On June 17, 2023, the 45th Tsinghua University Forum on China and the World Economy, hosted by Tsinghua University's Academic Center for Chinese Economic Practice and Thinking (ACCEPT) in partnership with the university's School of Social Sciences and School of Economics and Management, was held on campus. The Chief Economist of Industrial Bank, Lu Zhengwei, participated in a roundtable discussion at the forum alongside other distinguished guests where he commented on the current state of China’s economy.
On June 17, 2023, the 45th Tsinghua University Forum on China and the World Economy was held inside the Weilun Building’s main lecture hall on campus at Tsinghua University’s School of Economics and Management. The biannual event was hosted by Tsinghua University’s Academic Center for Chinese Economic Practice and Thinking (ACCEPT) under the theme of 2023 Mid-Year Economic Outlook. During the forum’s proceedings, Lu Zhengwei, Chief Economist of Industrial Bank, participated in a roundtable discussion alongside other distinguished guests where he commented on the current state of China’s economy.
At this moment, the performance of China’s real economy is tolerable, but it certainly cannot be said to be especially good. Entrepreneurs are unable to see what the future has in store, which has only served to further fuel their anxieties and add to their lack of confidence. As for the main factors defining the present state of China’s economy, the first factor is that the current external and internal environments have undergone significant changes: with the changes to the external environment reflected in a decline in the amount of foreign import demand from Europe and the United States and with the changes to the internal environment reflected in a lack of uniformity in regulations despite continuous improvements to regulatory policies. The second factor is the transformation of the economic structure, which is mainly exemplified in a diminished role for the real estate sector as a driver of China’s economic growth, and with this course correction being irreversible. The third factor is the uncertainty associated with the development of related technologies in the process of achieving the “dual carbon” climate goals, which requires the government to establish the necessary institutional arrangements in a timely manner to provide safeguards.
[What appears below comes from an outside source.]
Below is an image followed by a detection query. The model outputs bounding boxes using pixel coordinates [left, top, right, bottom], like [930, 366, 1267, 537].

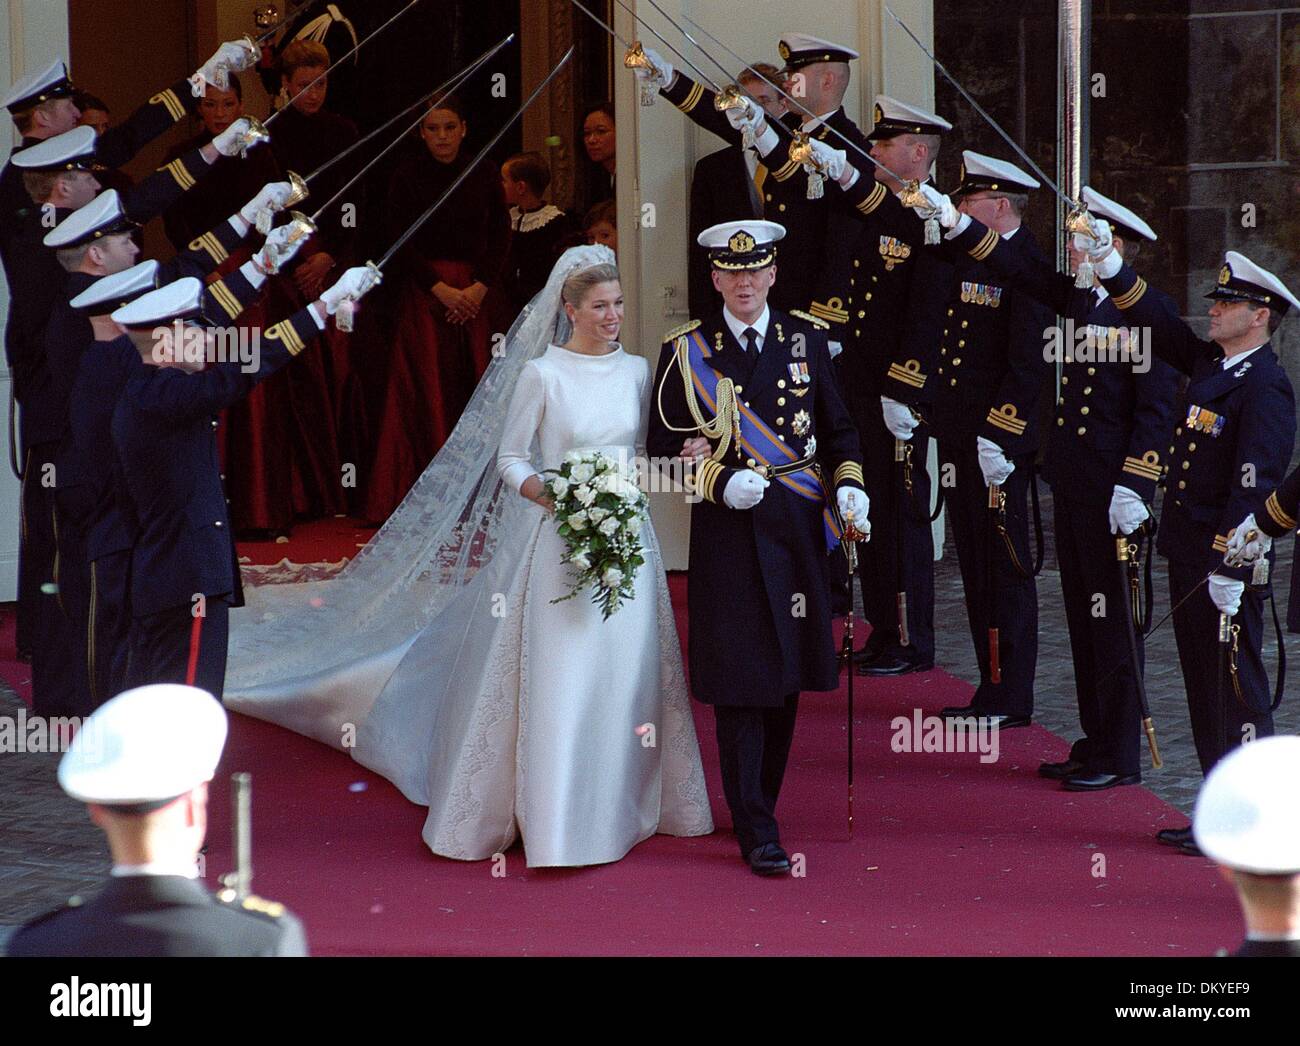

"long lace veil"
[225, 244, 618, 697]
As for the asset allocation of local households in China, the most important asset allocation in the future will mainly involve fixed income assets and equities, while housing prices on the whole will no longer have the chance to enjoy sharp increases as had previously been the case, and may even be unable to outperform inflation over the longer term. Having said that, if people opt into investing in stocks or equity funds, they will first need to do a good job in preparing themselves by making the necessary psychological readjustments. According to historical data provided by several asset management companies, the surest way to ensure investment returns is to hold onto assets for the long haul. However, only 2% of investors hold onto their assets for more than a duration of 10 years, and with average returns doubling over that period. Normally, all funds will see their net value undergo a dramatic downswing at some point within a 10-year period, so for those unable or unwilling to bear this kind of risk, it may be advisable for them to select an index fund instead. A reasonable expectation for an annualized return on investment in the stock market could be set at 6%, with many of the biggest gains in net asset value typically being made within a 20-day timeframe. Given the challenging economic situation at present, the profitability of companies listed on the Shenzhen Stock Exchange’s ChiNext and the Shanghai Stock Exchange’s STAR Market will be markedly better than the average level for China’s A-share market, with the former therefore proving to be more worthwhile to hold onto moving forward.